Apple Watch’s heart monitoring feature often leads to unnecessary doctor visits, according to new research published this week. Only about 10% of people who see a doctor at the Mayo Clinic on the advice of a smartwatch because of heart rate problems actually have heart disease.
Research shows that such home health monitoring devices can lead to over-exploitation of the health care system. So the study author Heather Heaton, assistant professor of emergency medicine at the Mayo Clinic College of Medicine, wrote in an email to The Verge. This can increase the waste of both patients and the system as a whole, as well as waste the time of the doctor and potential patient.
Ms Heaton and the research team reviewed patient records at Mayo clinics, including offices in Arizona, Florida, Wisconsin, and Iowa, for Apple Watch references over the six-month period from December 2018 to April 2019. That is, in the period after Apple introduced the function of detecting abnormal heart rhythms and after the publication of research on the quality of detection by the watch of atrial fibrillation.
A total of 264 patients were found who said their Apple Watch had an alarming heart rate. Of this group, 41 explicitly mentioned receiving a warning from their watch (others might have had a warning, but this was not reflected in their medical record). Half of the patients already had a diagnosis of heart failure, including 58 who had previously been diagnosed with atrial fibrillation. About two-thirds had symptoms, including dizziness or chest pain.

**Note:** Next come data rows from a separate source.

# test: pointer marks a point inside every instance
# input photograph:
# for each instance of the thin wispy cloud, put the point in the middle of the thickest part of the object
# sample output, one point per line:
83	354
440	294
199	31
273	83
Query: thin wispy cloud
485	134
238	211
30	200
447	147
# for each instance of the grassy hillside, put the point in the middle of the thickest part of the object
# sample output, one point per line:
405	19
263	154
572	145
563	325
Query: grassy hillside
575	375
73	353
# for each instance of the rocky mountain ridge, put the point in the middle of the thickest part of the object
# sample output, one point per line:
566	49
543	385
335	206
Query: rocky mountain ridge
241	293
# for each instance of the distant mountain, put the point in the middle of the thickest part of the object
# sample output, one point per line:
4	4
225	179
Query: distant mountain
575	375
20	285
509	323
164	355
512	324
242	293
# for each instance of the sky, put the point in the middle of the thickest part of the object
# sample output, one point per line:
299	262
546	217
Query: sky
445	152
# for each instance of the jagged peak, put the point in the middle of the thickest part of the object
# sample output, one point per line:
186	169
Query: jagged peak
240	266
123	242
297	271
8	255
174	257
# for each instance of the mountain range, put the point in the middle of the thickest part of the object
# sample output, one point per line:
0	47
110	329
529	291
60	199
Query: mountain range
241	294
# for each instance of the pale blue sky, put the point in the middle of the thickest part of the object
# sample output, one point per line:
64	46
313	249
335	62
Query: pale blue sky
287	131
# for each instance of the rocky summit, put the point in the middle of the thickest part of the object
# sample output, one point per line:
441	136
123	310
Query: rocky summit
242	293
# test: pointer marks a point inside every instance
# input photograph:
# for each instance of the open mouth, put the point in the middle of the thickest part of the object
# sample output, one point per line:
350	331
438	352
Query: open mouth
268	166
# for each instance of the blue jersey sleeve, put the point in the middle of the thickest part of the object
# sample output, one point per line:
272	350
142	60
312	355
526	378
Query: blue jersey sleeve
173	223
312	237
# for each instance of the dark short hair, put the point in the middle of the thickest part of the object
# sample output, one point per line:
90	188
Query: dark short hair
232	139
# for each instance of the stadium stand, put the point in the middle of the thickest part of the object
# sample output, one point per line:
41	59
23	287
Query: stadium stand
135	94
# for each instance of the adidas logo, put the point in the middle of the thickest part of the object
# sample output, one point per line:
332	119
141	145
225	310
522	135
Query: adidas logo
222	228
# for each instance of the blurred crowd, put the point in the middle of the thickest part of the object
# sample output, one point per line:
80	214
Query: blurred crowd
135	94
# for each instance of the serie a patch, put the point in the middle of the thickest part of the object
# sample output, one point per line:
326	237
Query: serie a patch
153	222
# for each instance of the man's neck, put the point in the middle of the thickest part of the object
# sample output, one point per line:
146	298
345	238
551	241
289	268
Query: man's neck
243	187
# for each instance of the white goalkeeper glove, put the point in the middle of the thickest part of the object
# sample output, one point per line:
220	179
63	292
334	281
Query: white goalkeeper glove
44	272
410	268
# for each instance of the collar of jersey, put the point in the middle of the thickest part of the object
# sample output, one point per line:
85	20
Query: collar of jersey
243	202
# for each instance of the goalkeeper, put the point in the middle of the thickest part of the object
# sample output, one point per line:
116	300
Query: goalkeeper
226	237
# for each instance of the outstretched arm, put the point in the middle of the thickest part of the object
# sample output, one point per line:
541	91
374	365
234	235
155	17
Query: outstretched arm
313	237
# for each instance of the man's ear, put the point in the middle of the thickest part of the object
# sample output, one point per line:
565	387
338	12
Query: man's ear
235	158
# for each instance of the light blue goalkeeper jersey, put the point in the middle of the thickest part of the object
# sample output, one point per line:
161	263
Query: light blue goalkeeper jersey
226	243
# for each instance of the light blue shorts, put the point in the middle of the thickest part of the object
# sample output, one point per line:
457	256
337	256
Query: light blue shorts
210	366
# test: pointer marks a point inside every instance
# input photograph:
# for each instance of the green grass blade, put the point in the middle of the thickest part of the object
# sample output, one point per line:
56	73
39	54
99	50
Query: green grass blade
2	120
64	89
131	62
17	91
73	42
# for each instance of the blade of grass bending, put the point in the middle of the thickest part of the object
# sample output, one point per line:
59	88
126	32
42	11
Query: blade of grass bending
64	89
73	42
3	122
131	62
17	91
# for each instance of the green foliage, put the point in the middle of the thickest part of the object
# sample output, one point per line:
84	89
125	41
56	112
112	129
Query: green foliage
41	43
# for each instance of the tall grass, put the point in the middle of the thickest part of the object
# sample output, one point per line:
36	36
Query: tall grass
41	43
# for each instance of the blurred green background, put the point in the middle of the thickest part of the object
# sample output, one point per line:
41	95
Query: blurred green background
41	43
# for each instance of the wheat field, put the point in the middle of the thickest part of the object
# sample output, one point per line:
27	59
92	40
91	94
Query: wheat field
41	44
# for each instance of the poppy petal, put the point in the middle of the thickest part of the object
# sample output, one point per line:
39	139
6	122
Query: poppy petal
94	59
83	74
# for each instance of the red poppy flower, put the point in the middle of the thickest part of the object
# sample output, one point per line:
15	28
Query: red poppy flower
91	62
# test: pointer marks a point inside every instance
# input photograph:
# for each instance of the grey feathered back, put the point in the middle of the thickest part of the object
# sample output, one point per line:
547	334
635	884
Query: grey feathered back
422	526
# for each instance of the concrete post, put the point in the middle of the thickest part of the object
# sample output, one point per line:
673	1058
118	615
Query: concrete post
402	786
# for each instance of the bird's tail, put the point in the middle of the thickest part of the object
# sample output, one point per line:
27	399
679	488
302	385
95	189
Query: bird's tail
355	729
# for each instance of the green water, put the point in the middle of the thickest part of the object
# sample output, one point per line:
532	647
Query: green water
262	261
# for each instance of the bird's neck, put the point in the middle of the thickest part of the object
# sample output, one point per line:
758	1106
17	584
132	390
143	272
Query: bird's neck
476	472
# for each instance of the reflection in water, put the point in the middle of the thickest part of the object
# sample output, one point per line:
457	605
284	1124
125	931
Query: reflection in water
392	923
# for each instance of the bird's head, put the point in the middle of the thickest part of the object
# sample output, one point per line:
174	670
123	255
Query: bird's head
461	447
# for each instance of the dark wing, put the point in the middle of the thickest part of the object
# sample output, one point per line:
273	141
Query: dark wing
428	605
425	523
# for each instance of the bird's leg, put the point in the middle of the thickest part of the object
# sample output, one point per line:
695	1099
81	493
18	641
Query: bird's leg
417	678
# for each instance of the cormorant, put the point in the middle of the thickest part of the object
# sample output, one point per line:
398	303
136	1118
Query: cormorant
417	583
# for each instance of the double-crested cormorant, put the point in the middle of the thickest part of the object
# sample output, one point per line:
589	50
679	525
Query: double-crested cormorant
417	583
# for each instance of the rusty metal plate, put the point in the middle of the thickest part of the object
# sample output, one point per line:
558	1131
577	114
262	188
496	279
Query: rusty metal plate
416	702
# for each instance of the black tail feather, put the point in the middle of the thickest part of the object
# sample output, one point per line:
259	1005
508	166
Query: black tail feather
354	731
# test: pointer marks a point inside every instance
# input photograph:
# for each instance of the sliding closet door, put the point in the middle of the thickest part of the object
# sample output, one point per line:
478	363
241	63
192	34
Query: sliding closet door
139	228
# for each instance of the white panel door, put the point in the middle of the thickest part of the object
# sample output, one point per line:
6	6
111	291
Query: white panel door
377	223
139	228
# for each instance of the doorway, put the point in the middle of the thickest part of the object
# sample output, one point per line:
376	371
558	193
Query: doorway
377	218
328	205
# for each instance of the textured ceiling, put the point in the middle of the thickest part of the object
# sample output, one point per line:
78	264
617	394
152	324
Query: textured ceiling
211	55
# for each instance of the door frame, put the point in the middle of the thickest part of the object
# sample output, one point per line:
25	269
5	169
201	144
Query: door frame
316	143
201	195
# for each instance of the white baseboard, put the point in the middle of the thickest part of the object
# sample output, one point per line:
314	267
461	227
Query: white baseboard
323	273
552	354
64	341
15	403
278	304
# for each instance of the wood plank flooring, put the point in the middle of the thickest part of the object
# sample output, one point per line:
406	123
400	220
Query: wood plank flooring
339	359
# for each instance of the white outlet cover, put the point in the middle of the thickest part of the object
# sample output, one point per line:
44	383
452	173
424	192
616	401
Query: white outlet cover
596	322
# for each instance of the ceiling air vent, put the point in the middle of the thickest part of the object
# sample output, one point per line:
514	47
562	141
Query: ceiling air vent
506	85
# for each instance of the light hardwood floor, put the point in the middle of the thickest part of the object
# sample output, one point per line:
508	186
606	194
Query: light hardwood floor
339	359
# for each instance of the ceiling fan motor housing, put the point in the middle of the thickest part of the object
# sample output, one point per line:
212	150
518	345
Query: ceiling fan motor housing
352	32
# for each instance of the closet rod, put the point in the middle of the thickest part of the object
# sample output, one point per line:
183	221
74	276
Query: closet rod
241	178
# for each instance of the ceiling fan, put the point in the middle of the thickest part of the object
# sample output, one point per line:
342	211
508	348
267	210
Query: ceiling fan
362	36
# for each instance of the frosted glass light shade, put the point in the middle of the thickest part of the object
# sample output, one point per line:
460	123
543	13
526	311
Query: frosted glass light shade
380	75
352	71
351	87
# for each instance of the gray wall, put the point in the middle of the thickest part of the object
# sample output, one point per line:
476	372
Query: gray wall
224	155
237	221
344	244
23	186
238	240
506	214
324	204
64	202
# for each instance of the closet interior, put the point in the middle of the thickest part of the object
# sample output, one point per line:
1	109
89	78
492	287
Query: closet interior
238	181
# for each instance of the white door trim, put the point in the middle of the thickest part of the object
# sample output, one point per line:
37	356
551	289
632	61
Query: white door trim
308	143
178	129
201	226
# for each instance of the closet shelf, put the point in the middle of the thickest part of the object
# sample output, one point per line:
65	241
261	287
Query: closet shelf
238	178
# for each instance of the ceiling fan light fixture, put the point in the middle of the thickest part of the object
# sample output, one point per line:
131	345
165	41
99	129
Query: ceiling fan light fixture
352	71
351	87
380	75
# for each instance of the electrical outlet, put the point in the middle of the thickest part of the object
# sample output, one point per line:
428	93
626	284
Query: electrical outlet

In total, only 30 examined patients from this sample were diagnosed after visiting a doctor. Thus, most of the cardiac monitoring data were likely false positives. False positives, even if the patient is ultimately healthy, can still cause problems: they can push patients to unnecessary medical attention, and can cause stress and anxiety. Even people who are asymptomatic, like some of the participants in this study, may feel the need to talk to a doctor about abnormal performance in their wristwatch.
“It is difficult for the user to ignore the warning that he may have a serious illness“- said in an email to The Verge, associate professor of pediatrics at the Mayo Clinic and study author Kirk Wyatt.
These trends are not new. For many years, doctors have been confronted with patients who come to their office after online testing, according to Ms Heaton. But smartwatches passively track the readings of people who don’t necessarily want to know their diagnosis. And Apple isn’t the only company encouraging people to see a doctor: the Samsung Galaxy Watch 3 has an ECG function, just like the Fitbit Sense smartwatch. While the percentage of people who may have abnormal heart readings is relatively low (Apple Watch research found less than 1% of users had a warning), millions of people use these products. As a result, thousands of people unnecessarily go to the doctor.
People may not understand how well these wearable devices actually work and what they should be used for. For example, patients already diagnosed with atrial fibrillation should not use the feature on their Apple Watch, but more than 20% of the people who participated in the Mayo Clinic study already had this diagnosis. Also, this feature is not intended for use by individuals under the age of 22, but nearly two dozen people with research records fell into this age category.
As a result, doctors like Ms. Heaton are expressing concern that the proliferation of such devices could cause unnecessary confusion and stress for patients.